I recommend the free Audacity Audio Editing download to my new members. The price is right and software easy to learn and use.  Recently one of my new members asked in despair whether he should buy a sound board and expensive editing software package because his audio quality was so poor.  I’ve worked in broadcasting and radio in the past, and I use the free Audacity software. It produces good quality audio, as long as the initial audio is of  decent quality. So, I suggest you save the money for expensive software packages and instead buy a decent audio recorder.

Voice Recorder

I’ll reiterate, buy a decent audio recorder in the first place and you’ll not need a whole lot of editing savvy on the back end. When looking to purchase an audio recorder, make sure it either has a USB port onboard, or comes with a USB cable. In other words, you need to have some way to move the raw audio in the voice recorder to a computer.  Some of the cheaper voice recorders are all in one units, so beware.  Avoid dictation recorders and recorders that use proprietary software, as they won’t play well with other file types. 
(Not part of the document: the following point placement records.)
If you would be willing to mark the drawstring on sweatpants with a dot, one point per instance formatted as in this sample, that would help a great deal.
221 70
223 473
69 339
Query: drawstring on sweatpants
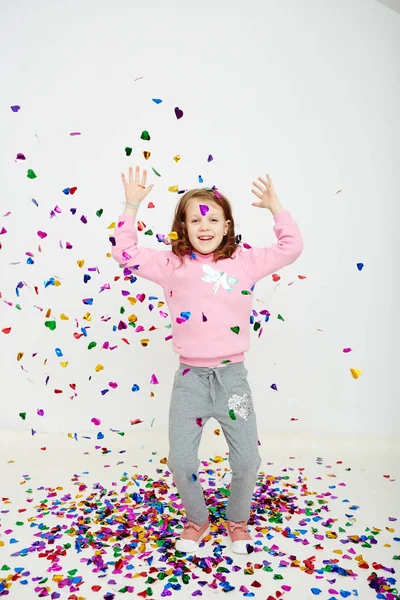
216 371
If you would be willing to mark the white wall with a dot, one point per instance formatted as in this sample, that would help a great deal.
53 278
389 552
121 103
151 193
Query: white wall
306 91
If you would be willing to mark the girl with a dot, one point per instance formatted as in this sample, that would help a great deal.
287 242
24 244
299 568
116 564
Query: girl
208 279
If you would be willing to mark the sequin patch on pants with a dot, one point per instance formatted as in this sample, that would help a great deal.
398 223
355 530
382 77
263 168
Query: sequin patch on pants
242 406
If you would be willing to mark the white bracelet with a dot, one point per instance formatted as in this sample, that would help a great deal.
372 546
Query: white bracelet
130 204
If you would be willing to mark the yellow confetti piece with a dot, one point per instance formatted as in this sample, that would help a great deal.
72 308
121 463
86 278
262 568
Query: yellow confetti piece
356 373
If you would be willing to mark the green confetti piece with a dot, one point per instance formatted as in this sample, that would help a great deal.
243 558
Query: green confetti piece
162 575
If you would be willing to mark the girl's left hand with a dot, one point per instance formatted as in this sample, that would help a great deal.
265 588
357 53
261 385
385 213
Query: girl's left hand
267 196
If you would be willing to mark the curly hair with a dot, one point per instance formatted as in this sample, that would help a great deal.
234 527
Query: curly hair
182 246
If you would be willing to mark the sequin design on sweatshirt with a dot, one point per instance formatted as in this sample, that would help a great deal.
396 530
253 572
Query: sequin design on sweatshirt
219 278
242 406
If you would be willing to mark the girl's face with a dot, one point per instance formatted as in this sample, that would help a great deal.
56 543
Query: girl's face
211 225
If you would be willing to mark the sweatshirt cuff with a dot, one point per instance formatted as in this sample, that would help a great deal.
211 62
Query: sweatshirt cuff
283 215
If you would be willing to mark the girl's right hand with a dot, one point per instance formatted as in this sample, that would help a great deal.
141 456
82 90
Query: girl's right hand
135 192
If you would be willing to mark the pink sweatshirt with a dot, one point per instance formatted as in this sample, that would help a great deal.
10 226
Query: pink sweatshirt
210 304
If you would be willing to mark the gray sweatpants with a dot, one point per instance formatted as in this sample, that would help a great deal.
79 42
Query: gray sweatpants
223 393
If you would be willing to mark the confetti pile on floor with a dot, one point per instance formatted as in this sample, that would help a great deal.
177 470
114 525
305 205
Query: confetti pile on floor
125 537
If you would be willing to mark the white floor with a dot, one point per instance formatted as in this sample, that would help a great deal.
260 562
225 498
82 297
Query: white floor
53 481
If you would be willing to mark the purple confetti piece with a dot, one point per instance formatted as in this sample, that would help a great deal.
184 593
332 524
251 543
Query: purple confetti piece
204 209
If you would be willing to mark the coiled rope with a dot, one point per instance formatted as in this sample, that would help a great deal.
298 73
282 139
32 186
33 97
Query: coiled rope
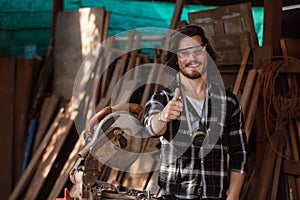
286 106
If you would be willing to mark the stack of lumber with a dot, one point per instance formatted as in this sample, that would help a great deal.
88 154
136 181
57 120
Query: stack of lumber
92 71
60 116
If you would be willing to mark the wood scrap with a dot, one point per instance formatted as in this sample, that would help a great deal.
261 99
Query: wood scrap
241 70
30 170
248 90
252 107
48 108
64 175
267 168
50 154
7 90
24 83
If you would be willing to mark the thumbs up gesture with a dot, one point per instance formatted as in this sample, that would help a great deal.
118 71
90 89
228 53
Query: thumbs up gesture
173 109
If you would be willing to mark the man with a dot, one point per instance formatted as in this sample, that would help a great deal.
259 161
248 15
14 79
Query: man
199 125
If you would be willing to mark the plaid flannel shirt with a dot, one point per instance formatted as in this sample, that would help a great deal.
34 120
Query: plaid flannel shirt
185 168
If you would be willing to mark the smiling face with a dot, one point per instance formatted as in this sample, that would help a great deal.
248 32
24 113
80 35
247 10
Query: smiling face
192 57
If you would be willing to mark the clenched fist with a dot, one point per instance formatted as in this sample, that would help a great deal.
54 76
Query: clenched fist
173 109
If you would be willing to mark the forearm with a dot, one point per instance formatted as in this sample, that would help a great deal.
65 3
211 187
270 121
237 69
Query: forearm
236 182
158 126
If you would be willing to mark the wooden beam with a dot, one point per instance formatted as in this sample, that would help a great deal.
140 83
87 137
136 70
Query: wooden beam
30 170
291 167
272 24
241 70
7 88
58 5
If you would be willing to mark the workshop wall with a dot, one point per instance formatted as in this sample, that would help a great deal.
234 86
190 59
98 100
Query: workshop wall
25 25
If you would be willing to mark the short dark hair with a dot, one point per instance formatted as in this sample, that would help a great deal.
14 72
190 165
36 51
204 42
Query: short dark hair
189 30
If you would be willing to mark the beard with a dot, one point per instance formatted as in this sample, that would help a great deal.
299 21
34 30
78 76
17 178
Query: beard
193 74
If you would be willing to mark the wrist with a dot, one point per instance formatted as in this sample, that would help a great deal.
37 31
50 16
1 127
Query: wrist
160 118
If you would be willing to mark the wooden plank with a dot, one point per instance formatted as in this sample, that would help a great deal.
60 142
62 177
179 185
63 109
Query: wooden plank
277 170
50 154
247 91
80 35
268 167
272 24
24 82
260 54
33 164
241 70
7 85
291 167
290 47
64 175
46 114
124 57
230 27
252 107
105 101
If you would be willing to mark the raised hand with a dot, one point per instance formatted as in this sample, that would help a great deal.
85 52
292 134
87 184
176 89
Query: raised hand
173 109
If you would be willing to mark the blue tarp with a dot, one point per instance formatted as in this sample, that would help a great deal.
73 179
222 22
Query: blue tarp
28 22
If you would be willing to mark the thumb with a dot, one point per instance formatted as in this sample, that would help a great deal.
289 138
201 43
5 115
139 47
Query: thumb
176 95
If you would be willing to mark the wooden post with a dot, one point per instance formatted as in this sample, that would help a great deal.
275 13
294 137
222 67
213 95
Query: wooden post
272 24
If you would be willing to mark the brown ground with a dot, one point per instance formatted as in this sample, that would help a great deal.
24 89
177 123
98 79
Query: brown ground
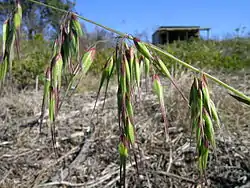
88 147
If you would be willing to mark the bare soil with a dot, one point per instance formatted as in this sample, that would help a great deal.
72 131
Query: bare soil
88 144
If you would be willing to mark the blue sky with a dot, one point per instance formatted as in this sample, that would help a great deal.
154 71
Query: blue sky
222 16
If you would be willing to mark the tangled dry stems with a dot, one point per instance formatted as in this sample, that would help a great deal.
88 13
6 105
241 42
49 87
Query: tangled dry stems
88 149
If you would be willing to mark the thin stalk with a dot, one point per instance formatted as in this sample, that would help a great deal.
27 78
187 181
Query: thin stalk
153 47
199 71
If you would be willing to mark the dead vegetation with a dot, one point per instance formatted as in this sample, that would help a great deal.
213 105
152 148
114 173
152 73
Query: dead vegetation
88 145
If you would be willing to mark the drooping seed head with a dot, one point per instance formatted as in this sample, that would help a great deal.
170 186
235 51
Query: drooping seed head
88 59
142 48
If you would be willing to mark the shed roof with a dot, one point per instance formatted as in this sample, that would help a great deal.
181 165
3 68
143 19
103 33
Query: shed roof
174 28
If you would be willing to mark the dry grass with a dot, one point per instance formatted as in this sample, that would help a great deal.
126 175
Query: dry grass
88 149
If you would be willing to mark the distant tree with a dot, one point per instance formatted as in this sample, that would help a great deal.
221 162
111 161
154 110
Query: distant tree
36 18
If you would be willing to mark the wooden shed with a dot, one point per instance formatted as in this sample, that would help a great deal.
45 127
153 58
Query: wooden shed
168 34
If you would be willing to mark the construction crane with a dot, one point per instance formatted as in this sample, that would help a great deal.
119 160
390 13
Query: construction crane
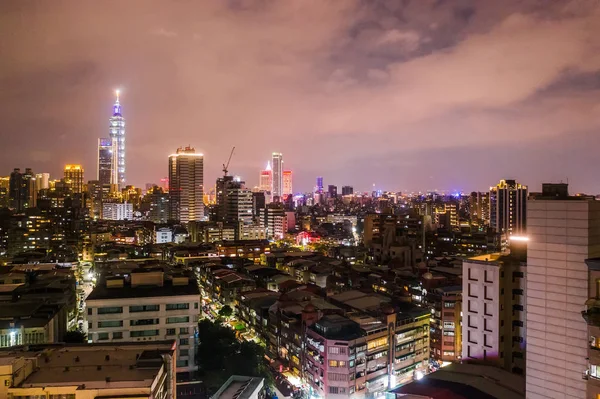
225 166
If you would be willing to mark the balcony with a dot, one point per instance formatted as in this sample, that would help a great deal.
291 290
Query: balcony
592 314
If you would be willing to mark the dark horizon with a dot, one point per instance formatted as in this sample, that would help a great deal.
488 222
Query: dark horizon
411 96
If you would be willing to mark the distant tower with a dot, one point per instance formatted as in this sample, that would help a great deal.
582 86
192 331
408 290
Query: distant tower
287 183
104 168
508 208
266 179
319 188
117 137
277 190
74 176
186 185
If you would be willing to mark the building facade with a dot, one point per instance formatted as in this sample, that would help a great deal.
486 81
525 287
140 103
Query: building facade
493 323
287 183
508 208
104 167
151 306
73 175
277 164
117 211
563 233
186 185
117 139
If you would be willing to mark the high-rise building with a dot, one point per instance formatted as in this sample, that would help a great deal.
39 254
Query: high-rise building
277 162
508 208
74 176
287 183
117 211
22 190
563 233
332 191
592 317
493 324
266 179
42 181
479 207
117 138
319 187
186 185
104 167
234 201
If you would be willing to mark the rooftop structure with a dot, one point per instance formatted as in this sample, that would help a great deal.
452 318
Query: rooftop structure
140 370
239 387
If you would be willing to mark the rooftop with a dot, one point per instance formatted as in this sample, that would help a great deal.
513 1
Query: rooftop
143 291
465 381
96 366
239 387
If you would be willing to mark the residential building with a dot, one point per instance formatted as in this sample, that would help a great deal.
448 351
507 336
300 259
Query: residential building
332 191
117 139
446 328
144 370
508 208
266 179
151 304
479 208
319 186
42 181
367 352
117 211
74 176
22 190
493 323
563 233
186 185
591 314
287 183
277 164
104 167
163 235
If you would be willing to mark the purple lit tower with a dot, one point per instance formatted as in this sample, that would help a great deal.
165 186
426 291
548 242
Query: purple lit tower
117 137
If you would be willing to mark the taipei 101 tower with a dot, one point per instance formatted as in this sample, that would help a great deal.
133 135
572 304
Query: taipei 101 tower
117 138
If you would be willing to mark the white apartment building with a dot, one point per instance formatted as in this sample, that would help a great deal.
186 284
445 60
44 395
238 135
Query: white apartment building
148 306
563 232
493 322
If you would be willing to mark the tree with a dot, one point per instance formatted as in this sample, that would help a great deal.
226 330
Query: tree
226 311
221 355
75 337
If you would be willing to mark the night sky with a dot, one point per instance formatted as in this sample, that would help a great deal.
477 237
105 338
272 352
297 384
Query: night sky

One of the team members recently purchased an Olympia unit that was very easy to use, recorded six hours of audio without a hitch, and which she was able to purchase off the shelf at Walmart. You gotta love it when devices actually do what they’re supposed to do.

On the higher end of the price range, I love my Zoom unit, and I realized after I purchased the machine that Zoom recorders are what the T.A.P.S. team uses for their wireless audio.  My unit produces excellent quality audio that is a breeze to transfer to the computer. My only complaint is that the playback function on the unit has malfunctioned, which forces me to review the audio on the computer.  But then, you really ought to do your audio review on the computer anyway.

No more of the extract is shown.